After misfortune of dating an aspiring politician, I have learned there is more indications of cracks in a person’s personality than simply one indicator. 

His handwriting was beautiful - perfectly tailored and restrained.  He was actually terrified of driving, so I couldn’t know any indications on that.  He held open doors, tipped lavishly, and played ‘the game’ but was lying every chance he could to secure his own game.  The nuances which indicated there was something wrong came down to the fact he had long-winded stories for everything, he couldn’t stand still and used a lot of hand movements, and would not let others finish their sentences.  Sadly, these indicators were very subtle and difficult to pinpoint.

My own handwriting wouldn’t be analysable.  I am not certian if it is because I am an artist, but the elements of my writing changes daily.  Items I wrote a year ago appear to have been written by a totally different person. 

By New Yorker on 10/29/2009 9:17 am
Lee Harrison

NY,

Your description of your former politico bf reminds me of a line from My Fair Lady:  "Oozing charm from every poor, he oiled his way across the floor."

By Lee Harrison on 10/29/2009 9:26 am
Eileen Alannah

Harrison, is your name?  ; D

Yes, Lee, that’s funny. Like the proverbial snake-oil salesman! You know, I read a book by Gail Sheehy a biography about her adopted daughter Phat Mohm called: Spirit of Survival. This was a child who had escaped from Cambodia’s Khmer Rouge regime and if anyone wants to be thunderstruck by the power of a child having to make split second decisions on whether to trust someone or not…read this harrowing, courageous tale.

By Eileen Alannah on 10/29/2009 9:36 am
phyllis Doyle Pepe
Since people have many, many indicators relating to personality traits and since the question was what would be the strongest indicator, I would have to agree with those that mentioned how people treat those that are servicing them.

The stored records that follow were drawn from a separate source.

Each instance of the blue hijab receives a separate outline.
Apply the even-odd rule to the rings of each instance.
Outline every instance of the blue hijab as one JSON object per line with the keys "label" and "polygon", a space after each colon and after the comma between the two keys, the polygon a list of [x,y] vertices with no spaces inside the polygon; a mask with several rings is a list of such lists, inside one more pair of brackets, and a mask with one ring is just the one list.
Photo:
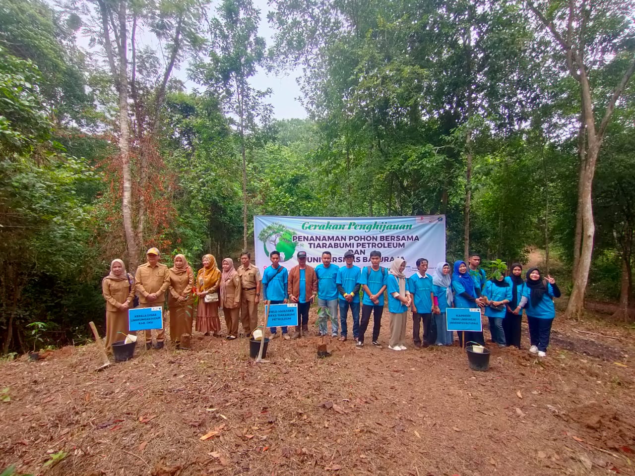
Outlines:
{"label": "blue hijab", "polygon": [[457,261],[454,262],[454,272],[452,273],[452,281],[458,281],[463,286],[465,289],[465,292],[471,296],[472,298],[476,298],[476,294],[474,292],[474,282],[470,275],[469,272],[467,271],[467,265],[465,265],[465,272],[461,274],[458,272],[458,267],[462,264],[465,265],[465,262],[464,261]]}

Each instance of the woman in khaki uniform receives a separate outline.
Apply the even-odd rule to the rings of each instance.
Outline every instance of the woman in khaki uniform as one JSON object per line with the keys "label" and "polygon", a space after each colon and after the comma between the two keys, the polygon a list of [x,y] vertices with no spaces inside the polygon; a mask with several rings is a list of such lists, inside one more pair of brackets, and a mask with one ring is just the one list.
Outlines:
{"label": "woman in khaki uniform", "polygon": [[174,257],[174,266],[170,268],[170,294],[168,307],[170,309],[170,338],[178,345],[184,334],[192,334],[194,317],[194,299],[192,288],[194,274],[183,255]]}
{"label": "woman in khaki uniform", "polygon": [[227,325],[227,340],[238,336],[238,313],[240,311],[240,276],[234,268],[231,258],[223,260],[223,274],[220,278],[220,305]]}
{"label": "woman in khaki uniform", "polygon": [[110,351],[112,343],[123,340],[129,332],[128,310],[135,298],[135,280],[121,260],[110,263],[110,274],[102,281],[102,294],[106,300],[105,346]]}
{"label": "woman in khaki uniform", "polygon": [[[196,275],[196,295],[199,298],[196,308],[196,330],[206,336],[210,333],[220,337],[220,319],[218,319],[218,286],[220,271],[216,267],[216,258],[211,255],[203,257],[203,268]],[[215,296],[215,300],[205,302],[205,296]]]}

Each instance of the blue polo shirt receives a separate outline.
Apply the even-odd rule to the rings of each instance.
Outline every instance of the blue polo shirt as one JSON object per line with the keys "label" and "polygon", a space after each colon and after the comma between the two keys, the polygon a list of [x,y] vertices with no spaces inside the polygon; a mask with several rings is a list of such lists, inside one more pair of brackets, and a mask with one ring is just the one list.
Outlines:
{"label": "blue polo shirt", "polygon": [[[369,272],[370,268],[370,272]],[[359,276],[359,284],[366,284],[370,289],[370,292],[373,294],[377,294],[379,290],[385,286],[388,286],[388,270],[385,268],[379,267],[379,269],[375,271],[371,267],[366,267],[362,268],[361,275]],[[362,304],[367,306],[382,306],[384,307],[384,293],[377,296],[378,302],[375,304],[370,300],[368,294],[364,293],[364,297],[361,300]]]}
{"label": "blue polo shirt", "polygon": [[332,263],[327,268],[323,264],[316,267],[318,276],[318,297],[326,301],[337,299],[337,271],[340,267]]}
{"label": "blue polo shirt", "polygon": [[[410,291],[408,286],[408,279],[406,280],[406,291]],[[399,282],[397,281],[397,277],[393,274],[388,276],[388,310],[389,312],[401,314],[406,312],[408,308],[396,298],[392,297],[393,293],[399,293]]]}
{"label": "blue polo shirt", "polygon": [[413,299],[418,314],[427,314],[432,312],[432,301],[430,293],[432,292],[432,277],[429,274],[421,276],[415,273],[408,278],[408,287],[410,293],[414,294]]}
{"label": "blue polo shirt", "polygon": [[[345,266],[342,266],[337,271],[337,279],[335,283],[341,285],[344,288],[345,293],[351,294],[354,291],[355,286],[357,286],[358,281],[359,280],[359,268],[355,266],[355,265],[353,265],[352,268],[347,268]],[[339,293],[338,293],[338,295],[340,301],[346,300]],[[359,294],[356,294],[353,296],[352,301],[354,303],[359,302]]]}
{"label": "blue polo shirt", "polygon": [[[282,270],[278,272],[278,268],[282,267]],[[264,288],[263,299],[265,301],[284,301],[287,295],[287,282],[289,279],[289,272],[286,268],[279,265],[274,268],[270,266],[262,274],[262,284]]]}

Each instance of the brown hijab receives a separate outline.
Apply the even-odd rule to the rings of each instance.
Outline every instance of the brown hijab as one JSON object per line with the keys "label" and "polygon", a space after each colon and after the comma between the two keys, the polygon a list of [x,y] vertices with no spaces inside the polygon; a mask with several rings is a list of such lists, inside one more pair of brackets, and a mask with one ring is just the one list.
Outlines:
{"label": "brown hijab", "polygon": [[227,294],[227,285],[225,283],[233,279],[234,277],[238,274],[234,267],[234,260],[231,258],[225,258],[223,260],[223,263],[225,261],[229,263],[229,269],[227,271],[224,270],[222,276],[220,278],[220,300],[222,302],[225,302],[225,296]]}
{"label": "brown hijab", "polygon": [[[121,265],[121,274],[115,274],[114,272],[112,270],[112,265],[115,263],[119,263]],[[116,281],[123,281],[124,279],[128,280],[128,273],[126,272],[126,265],[123,263],[123,261],[119,260],[118,258],[112,260],[110,263],[110,272],[106,276],[109,279],[113,279]]]}
{"label": "brown hijab", "polygon": [[[180,268],[177,266],[177,258],[180,258],[183,261],[183,265]],[[184,255],[177,255],[174,257],[174,266],[170,268],[175,274],[183,274],[184,273],[187,272],[187,268],[190,267],[189,264],[187,263],[187,259],[185,258]]]}
{"label": "brown hijab", "polygon": [[203,258],[210,258],[210,267],[203,267],[199,270],[196,276],[197,289],[201,291],[209,291],[217,288],[220,281],[220,271],[216,266],[216,258],[213,255],[206,255]]}

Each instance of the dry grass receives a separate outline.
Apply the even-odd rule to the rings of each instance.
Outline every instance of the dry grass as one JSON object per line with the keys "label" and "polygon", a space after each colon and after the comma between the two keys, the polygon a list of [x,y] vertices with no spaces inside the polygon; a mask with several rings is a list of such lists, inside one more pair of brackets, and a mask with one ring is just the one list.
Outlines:
{"label": "dry grass", "polygon": [[[25,473],[92,476],[632,474],[632,333],[599,329],[620,336],[607,345],[623,352],[623,367],[614,354],[607,360],[575,352],[589,341],[574,326],[598,332],[594,324],[556,321],[573,351],[550,348],[538,361],[525,351],[492,348],[487,373],[470,371],[456,347],[398,353],[329,339],[333,356],[318,359],[317,337],[274,340],[271,363],[261,364],[250,359],[245,339],[196,334],[192,350],[142,353],[98,373],[93,345],[37,362],[21,358],[0,367],[11,397],[0,403],[0,469],[15,463]],[[199,439],[214,429],[216,437]],[[44,468],[60,451],[67,456]]]}

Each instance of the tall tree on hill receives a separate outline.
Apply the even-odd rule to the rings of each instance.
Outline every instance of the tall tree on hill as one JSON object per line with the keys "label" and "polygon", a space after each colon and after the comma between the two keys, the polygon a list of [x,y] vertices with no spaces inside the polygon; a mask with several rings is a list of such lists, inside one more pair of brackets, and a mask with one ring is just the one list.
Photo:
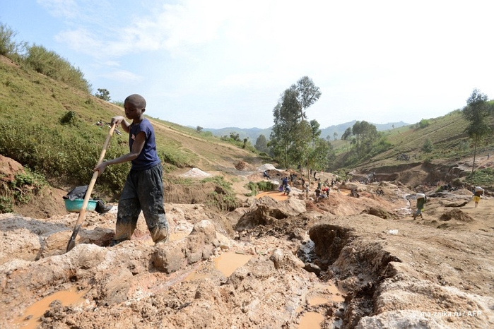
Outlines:
{"label": "tall tree on hill", "polygon": [[262,133],[259,136],[257,139],[256,139],[256,145],[254,146],[256,150],[259,152],[264,152],[264,153],[269,153],[269,148],[268,148],[268,141],[266,139],[266,136]]}
{"label": "tall tree on hill", "polygon": [[465,129],[465,132],[474,142],[474,162],[471,166],[470,184],[473,184],[474,181],[477,147],[492,131],[489,125],[489,116],[492,111],[487,102],[488,100],[488,97],[486,94],[483,94],[476,88],[466,100],[466,106],[462,110],[464,117],[469,121],[469,126]]}
{"label": "tall tree on hill", "polygon": [[286,167],[307,161],[307,148],[313,133],[306,120],[305,110],[320,96],[319,88],[312,79],[304,76],[283,92],[273,109],[274,125],[269,146],[275,157]]}
{"label": "tall tree on hill", "polygon": [[376,126],[365,121],[357,121],[353,124],[352,135],[355,136],[354,140],[359,157],[370,152],[374,142],[379,137]]}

I once went out to dinner with someone I thought I knew pretty well, but the way he related to the waitress––condescending, arrogant, rude–––I saw a part of him that confirmed something I had suspected from the get-go, but never could put my finger on. 
By phyllis Doyle Pepe on 10/29/2009 9:27 am
phyllis Doyle Pepe
IT’S CALLED–––RESPECT.
By phyllis Doyle Pepe on 10/29/2009 10:32 am
Deni G
Oh ditto!
By Deni G on 10/29/2009 6:08 pm
Susan B.
I agree with the service people and to some degree handwriting but the biggest indicator to me is how they speak of others when the subject of the conversation is not present.
By Susan B. on 10/29/2009 9:31 am
Linda Myers

biggest indicator to me is how they speak of others when the subject of the conversation is not present

Agree 1000%!

By Linda Myers on 10/29/2009 9:50 am
Chrome Toe
If i had to pick between the two i’d say driving over handwriting. Especially in this computer age. I used to have fairly decent handwriting. But i never "handwrite" anymore. it’s like i’ve forgotten how. Driving… I don’t think being an aggressive driver means you’re an aggressive person. I think it means you have a problem in some coping areas. which therefore goes along with Joan Cooney’s brother in law being sweet everywhere but on the road. It speaks more to how you handle frustration, decision making, that type of thing than to agression a lot of times. My 22 year old daughter is the flat out worst driver I’ve ever known in my life. True… she is. I’m not saying that because i’m her mom! The whole family talks about it as do her friends! She is very inattentive. And she’s like that in general. She always has thirty things on her mind and it really shows in the car!
By Chrome Toe on 10/29/2009 9:52 am
Maggie W

It’s not just about fame or beauty, but there are certain people who turn heads, no matter where they are.  They ooze self confidence.  It’s in their walk, in that little half smile , and in the way they take in everything and everyone in one full sweep when they enter a room.  If he/she is in the company of others, the individualism is attractive and distracting. This person’s presence usually changes the climate ( for better or worse) and with no effort whatsoever; all the world is a stage.